SEAT’s Young Driver programme improves safety

27th November 2012

Motorists who have young children may be pleased to hear that those who have completed SEAT's Young Driver programme are less likely to be involved in an accident.

That is according to a sample which showed the accident rate of motorists who had been involved in the programme was less than half the national average after they had been driving for six months.

Marketing director for Young Driver Kim Stanton said that the company's research "along with data from the Swedish Government, shows that training young people to drive at an early age when they're much more receptive to road safety messages really could save hundreds of lives per year".

The course allows anyone aged between 11 and 17 years of age to learn to drive alongside a qualified instructor.

Peter Rodger, Institute of Advanced Motorists (IAM) chief examiner, believes allowing learners a longer period to drive will help to produce more careful motorists.

"It's good to see early indications that pre-driver courses are producing safer drivers.

"The IAM has always felt that training drivers over a longer period of time and catching them when their attitudes towards driving are still developing is key to producing a safer driver.

"Facilitating more time to develop skills of observation and anticipation, and to build a broad experience of different traffic conditions, will ultimately save lives."
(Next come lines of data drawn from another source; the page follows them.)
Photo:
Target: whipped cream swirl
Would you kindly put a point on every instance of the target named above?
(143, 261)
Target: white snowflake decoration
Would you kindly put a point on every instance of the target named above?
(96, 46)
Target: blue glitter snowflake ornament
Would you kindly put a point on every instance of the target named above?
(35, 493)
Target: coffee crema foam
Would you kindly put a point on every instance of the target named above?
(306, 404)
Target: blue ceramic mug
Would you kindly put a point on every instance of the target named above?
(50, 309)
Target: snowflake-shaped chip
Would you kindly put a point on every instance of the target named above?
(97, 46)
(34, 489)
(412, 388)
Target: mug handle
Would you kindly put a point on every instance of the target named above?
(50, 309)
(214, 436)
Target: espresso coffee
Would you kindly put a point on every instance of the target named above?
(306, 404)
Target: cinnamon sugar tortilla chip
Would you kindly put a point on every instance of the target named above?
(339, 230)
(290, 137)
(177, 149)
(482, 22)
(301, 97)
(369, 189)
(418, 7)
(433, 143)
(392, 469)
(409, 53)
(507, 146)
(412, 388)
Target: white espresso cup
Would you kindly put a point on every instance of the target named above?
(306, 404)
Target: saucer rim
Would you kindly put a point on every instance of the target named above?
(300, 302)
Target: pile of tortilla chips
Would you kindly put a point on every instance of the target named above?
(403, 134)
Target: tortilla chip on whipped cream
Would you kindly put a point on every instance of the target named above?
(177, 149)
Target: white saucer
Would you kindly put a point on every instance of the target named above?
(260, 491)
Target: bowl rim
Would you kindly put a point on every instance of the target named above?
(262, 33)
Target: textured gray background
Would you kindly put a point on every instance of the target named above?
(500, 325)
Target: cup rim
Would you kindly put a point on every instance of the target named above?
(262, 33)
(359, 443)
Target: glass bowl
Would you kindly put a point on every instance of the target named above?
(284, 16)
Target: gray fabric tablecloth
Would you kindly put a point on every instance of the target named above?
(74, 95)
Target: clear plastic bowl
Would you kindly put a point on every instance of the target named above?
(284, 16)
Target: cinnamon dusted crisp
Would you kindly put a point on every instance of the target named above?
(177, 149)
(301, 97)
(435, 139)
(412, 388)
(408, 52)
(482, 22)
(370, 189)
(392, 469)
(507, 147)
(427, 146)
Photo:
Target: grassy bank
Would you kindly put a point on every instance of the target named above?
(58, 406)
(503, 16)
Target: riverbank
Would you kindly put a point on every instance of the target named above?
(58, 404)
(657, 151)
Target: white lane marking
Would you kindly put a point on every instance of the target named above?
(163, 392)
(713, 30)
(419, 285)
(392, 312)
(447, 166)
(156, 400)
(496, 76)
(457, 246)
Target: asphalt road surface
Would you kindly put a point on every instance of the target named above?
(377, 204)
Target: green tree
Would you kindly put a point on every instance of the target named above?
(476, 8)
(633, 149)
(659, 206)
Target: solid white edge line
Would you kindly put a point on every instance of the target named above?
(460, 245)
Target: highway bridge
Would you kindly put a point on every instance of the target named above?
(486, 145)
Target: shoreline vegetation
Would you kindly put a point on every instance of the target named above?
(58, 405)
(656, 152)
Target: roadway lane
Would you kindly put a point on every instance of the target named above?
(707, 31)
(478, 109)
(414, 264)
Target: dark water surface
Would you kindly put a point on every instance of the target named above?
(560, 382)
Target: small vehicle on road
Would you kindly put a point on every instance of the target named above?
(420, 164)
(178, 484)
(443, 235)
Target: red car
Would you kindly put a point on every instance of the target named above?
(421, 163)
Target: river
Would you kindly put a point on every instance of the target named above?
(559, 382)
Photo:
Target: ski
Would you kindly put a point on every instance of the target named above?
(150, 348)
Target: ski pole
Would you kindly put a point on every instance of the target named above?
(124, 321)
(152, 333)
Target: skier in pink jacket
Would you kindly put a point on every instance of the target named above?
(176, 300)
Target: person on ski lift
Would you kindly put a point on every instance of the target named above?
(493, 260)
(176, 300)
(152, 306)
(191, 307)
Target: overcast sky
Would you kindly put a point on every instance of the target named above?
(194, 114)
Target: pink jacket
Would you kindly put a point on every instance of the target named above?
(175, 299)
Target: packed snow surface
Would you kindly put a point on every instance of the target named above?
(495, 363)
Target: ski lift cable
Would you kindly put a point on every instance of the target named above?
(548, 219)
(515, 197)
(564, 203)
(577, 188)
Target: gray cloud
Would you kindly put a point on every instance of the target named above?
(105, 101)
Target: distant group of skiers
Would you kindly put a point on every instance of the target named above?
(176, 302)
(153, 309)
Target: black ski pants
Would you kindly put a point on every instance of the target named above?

In 2002, the AA issued a report entitled 'Introducing a more structured approach to learning to drive', in which it quoted research commissioned by the AA Foundation for Road Safety Research which revealed that 35 per cent of young drivers are unsafe.

The organisation stated that unsafe driving is sometimes caused by peer group pressure, when, for instance, a young motorist's passengers encourage him to drive faster than the speed limit.

As a result of its research, the AA suggested that certain measures should be taken to improve the safety of young drivers.

It called for a mandatory break of six months between applying for a provisional license and taking a test.

Another suggestion was that drivers should be able to apply for a provisional license at 16-and-a-half, although they should not be allowed to take their test until a year later.

In a recent interview with the Telegraph, Edmund King, the AA's president suggested that proposals currently being considered by the government to restrict the number passengers a young driver is allowed was possibly not the best route to take to improve young driver safety.

He suggested that "better training before people pass their test, rather than restricting them" may be a more positive and effective route to take.

As part of Road Safety Week, which took place between November 19th and 25th, SEAT's Young Driver programme donated £1 for every lesson that was purchased to the road safety charity Brake.